Does the OS live in flash on a readonly filesystem? Do I have to build the OS image and flash the device with it, or can I ssh to the default install, load applications, and they remain there through reboots. I suppose the core question is, is the a read-only filesystem?
Also have some questions. What sort of Indians do I need?

Linux ARM big endian glibc 2.2.5
Linux ARM big endian uclibc 0.9.28
Linux ARM little endian glibc 2.2.5
Linux ARM little endian uclibc 0.9.28
In order of your questions...
No. No yes yes yes. no. Little/why-does-it-matter ?
Start reading the forums here and the wiki. It'll take a while for your sheeva to arrive (mine took 38 days) so spend the time surfing the forums here and the other sheeva sites/wikis out there. It'll help.
The system comes with a small Ubuntu 9 on it, mine was a pre-release, which you can use apt-get to update to current.
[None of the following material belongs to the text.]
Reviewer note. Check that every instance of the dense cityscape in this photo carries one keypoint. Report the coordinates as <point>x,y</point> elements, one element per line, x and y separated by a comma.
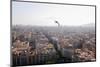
<point>32,45</point>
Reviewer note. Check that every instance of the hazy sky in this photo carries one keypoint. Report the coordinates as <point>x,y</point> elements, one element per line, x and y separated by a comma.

The apt setup is good, there are a zillion pre-built packages already available for download. My recollection is the sheeva is little endian if it matters, but the apt-get method gets the right stuff regardless for me.
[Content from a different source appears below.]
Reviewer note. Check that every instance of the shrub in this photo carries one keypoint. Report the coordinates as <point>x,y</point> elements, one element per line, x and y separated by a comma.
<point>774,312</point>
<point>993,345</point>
The flash is 'not' read only, you can (and should) update it but be aware it's jffs2 so it's slow, and the size is of course very limited. I updated the kernel to 2.6.30-rc7 from the instructions in the kernel forums here, verified it was good, then copied the rootfs over to a ext3-formatted 16GB SD card. The speed increase is 'amazing' if you do that.
Now that I had 15+ GB free space, I used apt-get to install gcc and all the other things I needed to compile the wview weather station software I bought the sheeva to host. Other than wview itself, which has no debian installer (yet) I have not had to compile anything on the sheeva. Works great so far.